Je pourrai vous raconter la tragédie de l’un de mes meilleurs amis de lycée, Apenyo A., un jeune homme si travailleur, si ambitieux, mais qui, désespéré après ses inexplicables échecs à l’université, s’était reconverti en conducteur de taxi-moto et enseignant vacataire d’école privée, avant de mourir l’année passée d’une maladie qu’il n’avait pas eu les moyens de guérir. Et la démence de cette femme quinquagénaire qu’on m’a montrée dans une banlieue de Tsévié en 2012, qui erre, comme une folle, chaque jour, prononçant le nom de son fils tué à Lomé pendant les violences postélectorales en 2005. Je pourrai, je pourrai… oui, je pourrai vous raconter l’histoire d’un jeune collégien de 12 ans, Anselme Sinandaré, sorti en bonne santé de chez lui un matin, et qu’on a rapporté, mort, lourd, à sa mère, tué par balles… Voilà, Monsieur le Premier ministre, le Togo des Togolais. Le Togo dont vous, votre clan et vos valets n’aimez pas qu’on parle dans les médias. Le Togo devenu cauchemar pour les Togolais.
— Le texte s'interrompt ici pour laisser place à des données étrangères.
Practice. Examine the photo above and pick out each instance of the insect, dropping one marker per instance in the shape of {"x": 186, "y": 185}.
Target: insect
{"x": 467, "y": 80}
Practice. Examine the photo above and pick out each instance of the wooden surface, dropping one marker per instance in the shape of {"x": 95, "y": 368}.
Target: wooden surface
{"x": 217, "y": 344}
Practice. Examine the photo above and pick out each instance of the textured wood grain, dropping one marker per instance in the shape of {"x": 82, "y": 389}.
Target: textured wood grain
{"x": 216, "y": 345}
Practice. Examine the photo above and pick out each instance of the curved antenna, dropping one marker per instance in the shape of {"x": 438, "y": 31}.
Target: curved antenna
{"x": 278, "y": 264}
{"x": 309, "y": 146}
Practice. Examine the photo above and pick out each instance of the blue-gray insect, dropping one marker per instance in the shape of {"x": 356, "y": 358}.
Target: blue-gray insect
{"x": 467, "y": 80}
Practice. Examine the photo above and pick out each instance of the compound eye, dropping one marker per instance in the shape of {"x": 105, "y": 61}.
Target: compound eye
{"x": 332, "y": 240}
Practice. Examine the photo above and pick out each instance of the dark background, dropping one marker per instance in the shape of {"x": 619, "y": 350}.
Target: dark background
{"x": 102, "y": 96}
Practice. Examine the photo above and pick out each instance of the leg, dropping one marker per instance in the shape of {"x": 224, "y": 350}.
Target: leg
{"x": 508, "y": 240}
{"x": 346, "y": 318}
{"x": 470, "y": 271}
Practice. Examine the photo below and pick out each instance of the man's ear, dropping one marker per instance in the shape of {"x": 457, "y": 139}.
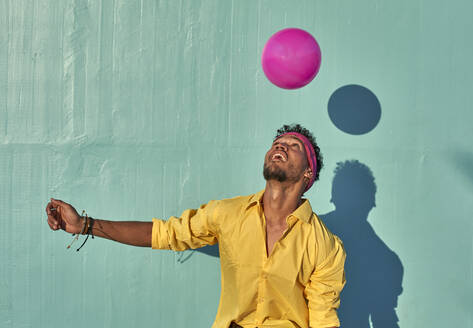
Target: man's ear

Monsieur le Premier ministre, j’ai lu dans votre curriculum-vitae que vous avez travaillé pendant de longues années dans la Commission des droits de l’homme. Et permettez-moi de vous dire que pour l’ancien militant des droits de l’homme que vous êtes, faire quatre mois sans avoir pu mener des enquêtes sur la mort d’un enfant tué devant des milliers d’yeux, c’est, c’est… c’est quoi déjà, hein ! De la mauvaise foi. La vraie. Et son fantôme vous poursuit, parce que vous savez très bien que dans nos coutumes on ne fait pas de fausses promesses sur un cadavre. A vous de voir très vite, sinon, vous serez très bientôt contraint de chanter cet air des chanteurs de Kini Gazo : « J’ai péché contre grand-père python, j’ai péché contre grand-père python, grand-père python ne mord pas, mais grand-père python m’a mordu, je suis foutu loooooooooooooooooooo ! »

 Bien Cordialement

Yao David Kpelly

PS : Ah, Monsieur le Premier ministre, aux dernières nouvelles, j’ai appris que vous allez bientôt démissionner, c’est-à-dire que vous déciderez de ne plus être Premier ministre, ou, disons plutôt qu’on vous fera décider de ne plus être Premier ministre, puisque votre mandat est fini avec les législatives. Ne vous inquiétez surtout pas, nous avons un contrat de douze lettres, et je le remplirai, avant d’en faire un livre, comme nous l’avons décidé. Je ne sais pas quel poste vous occuperez après, mais je parie que vous demeurerez toujours un quelqu’un dans le quelque chose de notre pays. Mais pour moi, vous resterez toujours le Premier ministre qui a promis cette enquête, et je vous appellerai désormais dans les lettres « Ex-Premier ministre ». Au mois prochain donc, Monsieur le presque-ex-premier-ministre.